Author

Li Tao

Date of Award

12-2005

Level of Access

Campus-Only Thesis

Degree Name

Master of Science (MS)

Department

Chemical Engineering

Advisor

Joseph M. Genco

Second Committee Member

Barbara J. W. Cole

Third Committee Member

Raymond C. Fort, Jr.

Abstract

The kinetics and selectivity of the oxygen delignification process were investigated for southern softwood Kraft pulps at high lignin content. The process variables investigated were the initial kappa number, the temperature, alkali application rate, oxygen pressure and the reaction time. The experimental data were fit to mathematical models that describe the decrease in the kappa number of the lignin, the molecular weight of the cellulose and the selectivity of the process.
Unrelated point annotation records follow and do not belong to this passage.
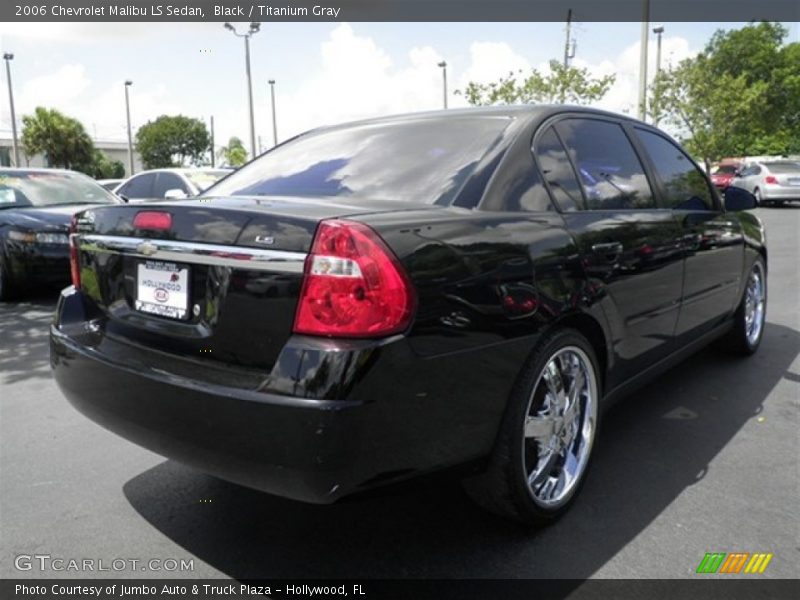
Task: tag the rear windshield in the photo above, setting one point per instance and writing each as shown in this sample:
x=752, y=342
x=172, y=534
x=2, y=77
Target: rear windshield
x=50, y=188
x=424, y=161
x=783, y=168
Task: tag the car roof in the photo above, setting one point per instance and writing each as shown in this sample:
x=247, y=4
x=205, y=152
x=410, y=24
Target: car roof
x=179, y=170
x=38, y=170
x=525, y=112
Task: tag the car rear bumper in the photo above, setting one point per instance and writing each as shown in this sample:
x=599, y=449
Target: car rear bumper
x=297, y=447
x=781, y=193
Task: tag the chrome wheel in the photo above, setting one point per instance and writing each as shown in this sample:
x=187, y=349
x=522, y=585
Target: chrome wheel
x=754, y=303
x=560, y=426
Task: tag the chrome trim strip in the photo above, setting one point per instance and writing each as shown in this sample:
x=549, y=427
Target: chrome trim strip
x=236, y=257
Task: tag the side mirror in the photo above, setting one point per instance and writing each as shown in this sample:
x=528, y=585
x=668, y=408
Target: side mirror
x=175, y=194
x=737, y=199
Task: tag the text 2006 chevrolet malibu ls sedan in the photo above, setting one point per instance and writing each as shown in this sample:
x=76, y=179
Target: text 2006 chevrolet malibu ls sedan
x=378, y=300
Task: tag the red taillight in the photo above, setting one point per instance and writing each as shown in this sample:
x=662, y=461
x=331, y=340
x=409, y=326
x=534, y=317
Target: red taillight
x=74, y=261
x=152, y=219
x=353, y=286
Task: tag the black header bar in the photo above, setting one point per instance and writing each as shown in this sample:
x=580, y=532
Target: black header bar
x=399, y=10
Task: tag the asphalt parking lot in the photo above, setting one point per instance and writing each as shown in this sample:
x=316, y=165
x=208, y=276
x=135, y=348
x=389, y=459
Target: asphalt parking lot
x=707, y=458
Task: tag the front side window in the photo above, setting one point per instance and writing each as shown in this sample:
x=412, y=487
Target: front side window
x=685, y=186
x=167, y=181
x=140, y=186
x=608, y=168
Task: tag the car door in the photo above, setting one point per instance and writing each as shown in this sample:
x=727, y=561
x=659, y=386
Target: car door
x=712, y=239
x=138, y=187
x=630, y=247
x=748, y=178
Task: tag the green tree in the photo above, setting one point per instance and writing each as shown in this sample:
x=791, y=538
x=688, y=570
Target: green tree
x=234, y=154
x=740, y=96
x=172, y=141
x=562, y=84
x=61, y=139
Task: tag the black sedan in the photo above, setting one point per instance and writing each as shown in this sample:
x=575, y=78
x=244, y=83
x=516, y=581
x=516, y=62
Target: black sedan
x=36, y=206
x=374, y=301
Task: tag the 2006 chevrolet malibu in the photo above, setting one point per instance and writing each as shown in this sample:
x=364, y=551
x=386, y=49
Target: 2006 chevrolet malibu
x=374, y=301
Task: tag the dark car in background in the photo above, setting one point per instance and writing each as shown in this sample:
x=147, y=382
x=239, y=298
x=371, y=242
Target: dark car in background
x=374, y=301
x=36, y=206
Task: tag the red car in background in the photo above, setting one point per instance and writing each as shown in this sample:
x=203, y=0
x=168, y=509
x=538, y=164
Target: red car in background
x=724, y=174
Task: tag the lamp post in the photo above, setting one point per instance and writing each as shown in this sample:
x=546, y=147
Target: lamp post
x=643, y=61
x=443, y=65
x=254, y=29
x=8, y=57
x=129, y=83
x=274, y=120
x=658, y=31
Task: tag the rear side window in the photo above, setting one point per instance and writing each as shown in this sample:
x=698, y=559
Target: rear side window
x=685, y=186
x=167, y=181
x=609, y=170
x=558, y=172
x=425, y=161
x=784, y=168
x=140, y=186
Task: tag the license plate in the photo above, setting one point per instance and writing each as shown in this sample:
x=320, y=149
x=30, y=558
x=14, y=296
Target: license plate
x=162, y=289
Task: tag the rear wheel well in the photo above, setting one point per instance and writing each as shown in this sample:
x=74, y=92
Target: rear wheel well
x=592, y=331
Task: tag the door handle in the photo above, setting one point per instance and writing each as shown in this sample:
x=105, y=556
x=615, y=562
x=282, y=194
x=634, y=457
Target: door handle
x=609, y=250
x=691, y=241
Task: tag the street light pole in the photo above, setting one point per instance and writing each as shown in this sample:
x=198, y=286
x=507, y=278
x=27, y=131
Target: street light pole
x=658, y=31
x=8, y=57
x=643, y=61
x=129, y=83
x=274, y=119
x=254, y=28
x=443, y=65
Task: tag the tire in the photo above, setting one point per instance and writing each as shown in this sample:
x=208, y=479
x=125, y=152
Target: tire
x=528, y=478
x=750, y=316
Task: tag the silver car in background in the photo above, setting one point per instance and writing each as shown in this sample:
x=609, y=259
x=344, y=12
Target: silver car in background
x=771, y=182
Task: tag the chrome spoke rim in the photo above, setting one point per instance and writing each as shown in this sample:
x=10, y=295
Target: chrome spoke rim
x=754, y=303
x=559, y=426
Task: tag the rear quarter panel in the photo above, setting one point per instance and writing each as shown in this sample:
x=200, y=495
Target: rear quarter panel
x=488, y=285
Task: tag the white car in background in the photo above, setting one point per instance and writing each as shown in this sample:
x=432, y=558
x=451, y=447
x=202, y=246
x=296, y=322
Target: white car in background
x=174, y=184
x=770, y=181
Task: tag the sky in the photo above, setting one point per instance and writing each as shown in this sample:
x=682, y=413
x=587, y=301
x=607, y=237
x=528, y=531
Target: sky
x=325, y=73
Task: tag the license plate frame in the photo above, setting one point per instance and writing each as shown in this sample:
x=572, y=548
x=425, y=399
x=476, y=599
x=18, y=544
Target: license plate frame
x=162, y=289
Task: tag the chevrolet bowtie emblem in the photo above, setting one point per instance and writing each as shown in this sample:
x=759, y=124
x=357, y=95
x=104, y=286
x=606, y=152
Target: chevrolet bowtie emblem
x=147, y=248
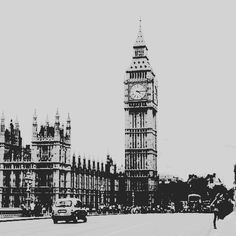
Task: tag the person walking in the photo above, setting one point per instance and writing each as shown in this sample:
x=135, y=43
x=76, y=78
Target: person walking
x=216, y=207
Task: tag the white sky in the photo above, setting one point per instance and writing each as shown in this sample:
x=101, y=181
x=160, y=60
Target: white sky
x=72, y=55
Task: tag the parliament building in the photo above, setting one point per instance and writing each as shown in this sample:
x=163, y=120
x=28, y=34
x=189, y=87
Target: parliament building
x=54, y=172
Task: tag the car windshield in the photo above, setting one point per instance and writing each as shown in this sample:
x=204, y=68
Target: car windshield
x=63, y=203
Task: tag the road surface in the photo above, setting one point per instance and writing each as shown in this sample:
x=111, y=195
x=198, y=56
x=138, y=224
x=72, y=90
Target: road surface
x=114, y=225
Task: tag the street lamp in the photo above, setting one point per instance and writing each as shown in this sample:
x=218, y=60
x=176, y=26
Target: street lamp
x=102, y=194
x=28, y=181
x=133, y=198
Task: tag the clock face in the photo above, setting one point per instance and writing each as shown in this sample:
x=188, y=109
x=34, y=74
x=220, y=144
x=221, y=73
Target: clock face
x=137, y=91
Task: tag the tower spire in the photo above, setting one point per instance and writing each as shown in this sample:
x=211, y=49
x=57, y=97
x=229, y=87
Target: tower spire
x=140, y=39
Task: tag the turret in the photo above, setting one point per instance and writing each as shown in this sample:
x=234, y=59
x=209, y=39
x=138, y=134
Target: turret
x=68, y=128
x=2, y=129
x=17, y=125
x=57, y=127
x=34, y=126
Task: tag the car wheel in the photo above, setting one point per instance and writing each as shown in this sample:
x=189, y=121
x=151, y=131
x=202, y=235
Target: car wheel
x=75, y=219
x=54, y=221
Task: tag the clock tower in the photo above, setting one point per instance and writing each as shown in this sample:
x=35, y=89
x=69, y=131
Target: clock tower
x=140, y=104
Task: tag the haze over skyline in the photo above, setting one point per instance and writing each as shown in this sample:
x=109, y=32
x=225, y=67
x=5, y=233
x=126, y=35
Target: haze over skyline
x=73, y=56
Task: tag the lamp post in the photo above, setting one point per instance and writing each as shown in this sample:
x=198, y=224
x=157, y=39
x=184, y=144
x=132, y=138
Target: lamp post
x=102, y=194
x=28, y=181
x=133, y=198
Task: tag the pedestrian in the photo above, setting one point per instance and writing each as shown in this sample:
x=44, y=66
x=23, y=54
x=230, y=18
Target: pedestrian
x=216, y=205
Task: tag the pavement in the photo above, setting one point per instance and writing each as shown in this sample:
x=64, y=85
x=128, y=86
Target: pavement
x=9, y=219
x=226, y=227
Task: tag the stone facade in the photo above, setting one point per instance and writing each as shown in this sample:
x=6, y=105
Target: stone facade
x=14, y=162
x=54, y=172
x=140, y=104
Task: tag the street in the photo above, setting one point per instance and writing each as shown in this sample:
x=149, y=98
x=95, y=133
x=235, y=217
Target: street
x=114, y=225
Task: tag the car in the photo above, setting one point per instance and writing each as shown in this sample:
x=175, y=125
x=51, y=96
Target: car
x=68, y=209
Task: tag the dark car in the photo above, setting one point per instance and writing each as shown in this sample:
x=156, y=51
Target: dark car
x=68, y=209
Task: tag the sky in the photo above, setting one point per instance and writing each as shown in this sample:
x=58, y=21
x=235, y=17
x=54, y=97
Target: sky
x=72, y=55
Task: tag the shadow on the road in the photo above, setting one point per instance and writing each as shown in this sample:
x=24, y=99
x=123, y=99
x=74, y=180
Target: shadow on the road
x=73, y=223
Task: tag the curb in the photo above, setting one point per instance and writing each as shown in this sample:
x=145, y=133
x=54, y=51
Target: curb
x=24, y=218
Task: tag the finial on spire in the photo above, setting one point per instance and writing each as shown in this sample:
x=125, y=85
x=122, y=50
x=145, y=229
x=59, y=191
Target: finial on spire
x=57, y=115
x=47, y=121
x=68, y=118
x=2, y=117
x=140, y=40
x=35, y=114
x=17, y=123
x=140, y=24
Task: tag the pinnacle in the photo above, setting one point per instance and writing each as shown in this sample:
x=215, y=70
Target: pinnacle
x=140, y=39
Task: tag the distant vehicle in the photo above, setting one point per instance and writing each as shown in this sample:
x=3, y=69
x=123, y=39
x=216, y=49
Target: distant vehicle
x=68, y=209
x=194, y=202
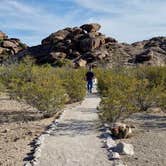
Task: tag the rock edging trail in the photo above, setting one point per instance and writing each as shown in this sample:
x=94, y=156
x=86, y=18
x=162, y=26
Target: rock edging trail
x=73, y=140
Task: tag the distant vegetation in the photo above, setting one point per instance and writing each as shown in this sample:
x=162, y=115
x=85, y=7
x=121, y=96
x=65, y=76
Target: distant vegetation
x=123, y=90
x=128, y=90
x=43, y=87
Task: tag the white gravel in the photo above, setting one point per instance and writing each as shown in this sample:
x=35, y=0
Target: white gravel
x=74, y=140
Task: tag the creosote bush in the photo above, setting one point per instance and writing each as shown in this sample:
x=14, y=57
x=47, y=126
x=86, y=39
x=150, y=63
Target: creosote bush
x=126, y=91
x=43, y=87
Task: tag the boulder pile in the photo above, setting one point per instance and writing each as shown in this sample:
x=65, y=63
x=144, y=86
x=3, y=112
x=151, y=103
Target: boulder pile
x=9, y=46
x=81, y=45
x=85, y=45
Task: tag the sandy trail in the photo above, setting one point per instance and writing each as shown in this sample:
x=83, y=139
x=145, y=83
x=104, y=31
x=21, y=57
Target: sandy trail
x=74, y=141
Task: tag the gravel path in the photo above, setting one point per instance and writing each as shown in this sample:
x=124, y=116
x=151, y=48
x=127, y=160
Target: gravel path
x=74, y=141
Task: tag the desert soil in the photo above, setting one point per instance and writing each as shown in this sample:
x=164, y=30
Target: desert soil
x=75, y=140
x=16, y=131
x=149, y=139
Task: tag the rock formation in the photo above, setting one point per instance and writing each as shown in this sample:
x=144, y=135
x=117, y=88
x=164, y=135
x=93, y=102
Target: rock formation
x=84, y=45
x=9, y=47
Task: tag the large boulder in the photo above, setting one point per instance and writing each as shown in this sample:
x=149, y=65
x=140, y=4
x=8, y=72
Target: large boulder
x=89, y=44
x=58, y=55
x=121, y=130
x=55, y=37
x=145, y=56
x=9, y=44
x=81, y=63
x=1, y=50
x=94, y=27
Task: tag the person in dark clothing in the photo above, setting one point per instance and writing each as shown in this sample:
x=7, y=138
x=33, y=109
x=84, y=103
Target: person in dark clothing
x=89, y=79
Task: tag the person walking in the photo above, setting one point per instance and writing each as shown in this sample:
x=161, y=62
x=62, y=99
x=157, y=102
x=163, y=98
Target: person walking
x=89, y=79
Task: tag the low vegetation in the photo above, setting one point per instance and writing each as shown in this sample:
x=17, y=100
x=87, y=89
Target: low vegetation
x=43, y=87
x=127, y=90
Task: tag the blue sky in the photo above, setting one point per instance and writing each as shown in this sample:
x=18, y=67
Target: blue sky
x=126, y=20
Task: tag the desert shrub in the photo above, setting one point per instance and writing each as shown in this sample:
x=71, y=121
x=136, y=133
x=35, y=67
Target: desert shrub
x=63, y=63
x=43, y=87
x=73, y=82
x=130, y=90
x=35, y=85
x=150, y=87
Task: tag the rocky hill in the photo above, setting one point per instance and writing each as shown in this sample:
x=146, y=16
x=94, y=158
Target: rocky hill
x=9, y=46
x=85, y=45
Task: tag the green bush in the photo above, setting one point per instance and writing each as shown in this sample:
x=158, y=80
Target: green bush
x=130, y=90
x=73, y=82
x=43, y=87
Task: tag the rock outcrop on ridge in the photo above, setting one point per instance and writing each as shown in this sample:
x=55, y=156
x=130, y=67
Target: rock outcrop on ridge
x=9, y=46
x=84, y=45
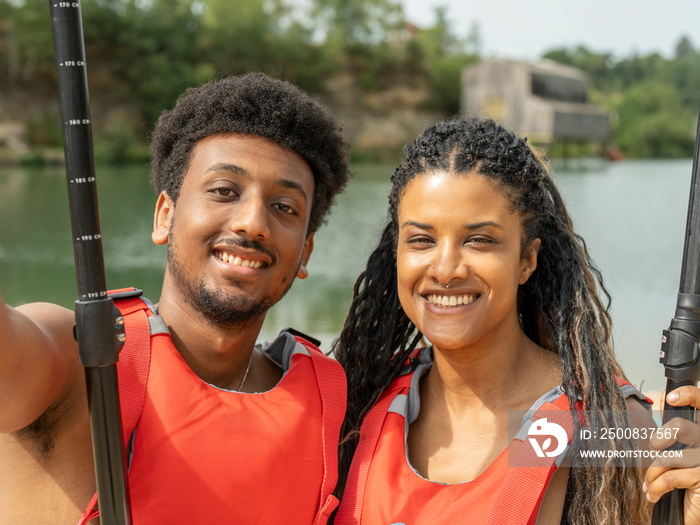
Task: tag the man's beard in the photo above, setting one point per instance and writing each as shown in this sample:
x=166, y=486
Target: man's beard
x=215, y=305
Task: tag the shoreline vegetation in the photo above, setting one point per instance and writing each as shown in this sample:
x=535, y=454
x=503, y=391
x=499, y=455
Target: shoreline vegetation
x=383, y=76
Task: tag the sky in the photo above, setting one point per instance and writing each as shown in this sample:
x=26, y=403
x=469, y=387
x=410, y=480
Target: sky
x=522, y=29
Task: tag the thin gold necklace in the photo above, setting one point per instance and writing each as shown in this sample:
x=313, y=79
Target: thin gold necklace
x=250, y=360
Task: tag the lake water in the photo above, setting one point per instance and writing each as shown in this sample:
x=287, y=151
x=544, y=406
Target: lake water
x=632, y=215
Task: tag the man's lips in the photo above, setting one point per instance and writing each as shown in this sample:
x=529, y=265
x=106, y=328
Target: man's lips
x=237, y=260
x=450, y=300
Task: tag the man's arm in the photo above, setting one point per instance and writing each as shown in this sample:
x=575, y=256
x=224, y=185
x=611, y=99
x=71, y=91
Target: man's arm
x=38, y=361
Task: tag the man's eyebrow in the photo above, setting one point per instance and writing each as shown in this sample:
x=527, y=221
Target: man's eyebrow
x=223, y=166
x=290, y=184
x=285, y=183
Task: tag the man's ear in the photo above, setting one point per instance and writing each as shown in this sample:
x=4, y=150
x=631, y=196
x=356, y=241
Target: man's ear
x=165, y=208
x=302, y=272
x=528, y=264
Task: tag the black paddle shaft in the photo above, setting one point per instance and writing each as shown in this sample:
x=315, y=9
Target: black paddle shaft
x=99, y=328
x=679, y=347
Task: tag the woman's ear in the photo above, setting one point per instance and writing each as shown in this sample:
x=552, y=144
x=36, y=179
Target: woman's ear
x=165, y=208
x=528, y=264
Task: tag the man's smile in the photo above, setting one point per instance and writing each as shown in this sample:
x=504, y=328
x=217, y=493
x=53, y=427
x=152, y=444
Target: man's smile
x=237, y=260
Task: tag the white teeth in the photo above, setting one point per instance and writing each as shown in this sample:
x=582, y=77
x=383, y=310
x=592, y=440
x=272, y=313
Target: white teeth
x=238, y=261
x=451, y=300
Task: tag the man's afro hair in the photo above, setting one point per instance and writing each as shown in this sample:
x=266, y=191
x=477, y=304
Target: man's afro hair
x=252, y=104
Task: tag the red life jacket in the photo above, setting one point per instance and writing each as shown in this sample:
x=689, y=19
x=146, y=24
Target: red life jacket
x=203, y=454
x=383, y=488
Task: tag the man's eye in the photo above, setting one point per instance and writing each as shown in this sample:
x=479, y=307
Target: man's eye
x=285, y=208
x=224, y=192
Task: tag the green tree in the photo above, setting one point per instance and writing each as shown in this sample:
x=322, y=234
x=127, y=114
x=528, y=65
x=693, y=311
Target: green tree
x=653, y=122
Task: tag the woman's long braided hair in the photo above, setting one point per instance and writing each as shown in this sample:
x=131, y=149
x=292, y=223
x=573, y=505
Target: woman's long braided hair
x=563, y=307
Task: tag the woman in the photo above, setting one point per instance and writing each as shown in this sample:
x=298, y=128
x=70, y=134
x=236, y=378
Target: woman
x=480, y=258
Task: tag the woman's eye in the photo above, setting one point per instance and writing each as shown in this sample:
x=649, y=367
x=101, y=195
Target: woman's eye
x=419, y=241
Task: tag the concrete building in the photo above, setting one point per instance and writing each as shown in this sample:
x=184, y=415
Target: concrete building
x=544, y=101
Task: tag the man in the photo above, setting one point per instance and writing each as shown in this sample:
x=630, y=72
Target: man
x=246, y=168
A comparison was made between the selectivity of Kraft pulping and oxygen delignification processes over the kappa number range from 90 to 25 mL KMn04. Experimentally, the alkali application rate, temperature and initial kappa number were found to significantly affect the rate and extent of the oxygen delignification reactions. By contrast, the reaction pressure was found to have a considerably lesser effect upon the reaction. A five-parameter, one region, power-law model proved to be a realistic mathematical representation for the delignification data. A zero-order model in the moles of cellulose could be used to adequately correlate the experimental data for the molecular weight of the cellulose. It was concluded that the Kraft pulping process was more selective than the oxygen delignification process for removing lignin from southern softwood Kraft pulps. The oxygen delignification process was found to be more selective for the higher kappa number pulps. It is recommended that work be done to determine why the Kraft process is more selective than the oxygen delignification process at high kappa number values.